Consumer Law Reform

by | Apr 3, 2013 | Business Law, General property Law

The Consumer Law Reform Bill is almost ready to be passed into law.  The Commerce Commission signals the new law might be in place as early as 1 October 2013.  It will change the way we all do business and enlarge consumer rights.  All businesses, especially those that sell to the public, will need to be across these changes.

The goals are:

  • A fair trading environment
  • With effective competition
  • Where businesses and consumers participate confidently

Businesses that also operate in Australia will feel less of a shift, as the changes bring us closer to our neighbours in a number of key areas, as part of moving towards a single shared market.

A number of existing laws are amended:

  • Sale of Goods Act
  • Fair Trading Act
  • Consumer Guarantees Act
  • Weights and Measures Act
  • Carriage of Goods Act
  • Second-Hand Dealers and Pawnbrokers Act

Some existing law is replaced completely:

  • Auctioneers Act
  • Door to Door Sales Act
  • Lay-By Sales Act
  • Unsolicited Goods and Services Act

There are new rules prohibiting unsubstantiated representations, that go further than current law.  The changes are directed at ensuring we can as consumers trust promises that are made to us.  There will be a new line between acceptable creative advertising and prohibited conduct.

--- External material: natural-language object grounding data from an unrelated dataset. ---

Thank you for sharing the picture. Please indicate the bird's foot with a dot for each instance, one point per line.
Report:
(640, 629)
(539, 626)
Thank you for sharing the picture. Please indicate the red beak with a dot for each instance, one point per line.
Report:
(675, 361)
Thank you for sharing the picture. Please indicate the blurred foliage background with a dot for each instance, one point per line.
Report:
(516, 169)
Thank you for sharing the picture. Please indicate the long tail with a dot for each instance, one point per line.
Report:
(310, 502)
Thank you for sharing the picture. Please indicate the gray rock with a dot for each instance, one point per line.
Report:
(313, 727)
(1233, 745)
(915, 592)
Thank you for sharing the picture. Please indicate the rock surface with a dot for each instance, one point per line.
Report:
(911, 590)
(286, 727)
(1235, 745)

If you contract with consumers on standard terms you must review these.  Unfair terms in standard contracts will be able to be challenged via the Commerce Commission.  Examples include one-sided termination rights or liability limitations – these are very common.  There has been some discussion as to introducing a new law prohibiting unconscionable conduct.  The answers seems to be, for the moment, no.  Instead we will wait and see what Australia does here first.

Uninvited direct sales” will be more tightly controlled, regardless of whether door-to-door or initiated in another manner e.g. unsolicited phone call, approach in the street.  These goods or services will not need to be paid for.

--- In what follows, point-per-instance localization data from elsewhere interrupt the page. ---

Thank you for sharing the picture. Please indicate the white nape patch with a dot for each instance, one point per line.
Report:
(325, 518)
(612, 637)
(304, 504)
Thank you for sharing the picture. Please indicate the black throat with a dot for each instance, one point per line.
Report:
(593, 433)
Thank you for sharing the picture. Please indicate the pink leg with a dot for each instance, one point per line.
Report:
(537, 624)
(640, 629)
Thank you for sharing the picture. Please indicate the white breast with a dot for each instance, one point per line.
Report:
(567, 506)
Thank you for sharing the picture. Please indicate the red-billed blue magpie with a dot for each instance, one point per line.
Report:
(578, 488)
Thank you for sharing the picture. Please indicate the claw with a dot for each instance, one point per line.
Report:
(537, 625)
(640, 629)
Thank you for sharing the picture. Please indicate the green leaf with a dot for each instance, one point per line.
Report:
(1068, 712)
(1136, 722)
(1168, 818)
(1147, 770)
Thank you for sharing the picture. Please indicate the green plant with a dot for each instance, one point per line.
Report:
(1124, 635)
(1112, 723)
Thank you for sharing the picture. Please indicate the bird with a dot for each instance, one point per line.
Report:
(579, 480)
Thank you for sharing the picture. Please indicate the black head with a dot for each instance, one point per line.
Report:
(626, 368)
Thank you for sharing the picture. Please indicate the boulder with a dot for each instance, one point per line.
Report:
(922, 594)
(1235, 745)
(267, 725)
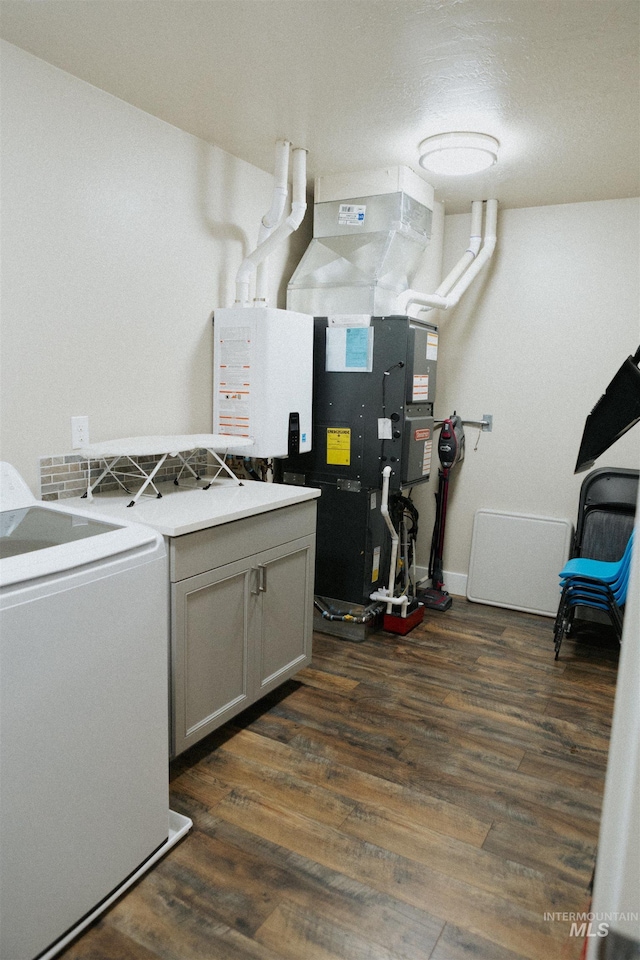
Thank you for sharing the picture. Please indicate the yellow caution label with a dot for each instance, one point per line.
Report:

New disclosure requirements are brought in for extended warranties.  There are concerns that consumers are paying for extended warranties that do little more than cover the consumer’s statutory legal entitlements.

Auctions conducted by traders via the Internet will be made subject to the Consumer Guarantees Act.  Goods must be of acceptable quality, clear title must be provided and goods must comply with the description.  Traders must identify themselves as second-hand goods will be excluded.

The distinction between business to business and business to consumer transactions is retained, allowing some contracting out when it is B2B, including new rights to do so in the context of Fair Trading Act requirements.  But there are new requirements that these provisions are fair and reasonable. 

To ensure these changes have teeth enforcement powers and remedies for consumers are all strengthened too – penalties as high as $200,000 for individuals and $600,000 for corporates for Fair Trading Act breaches.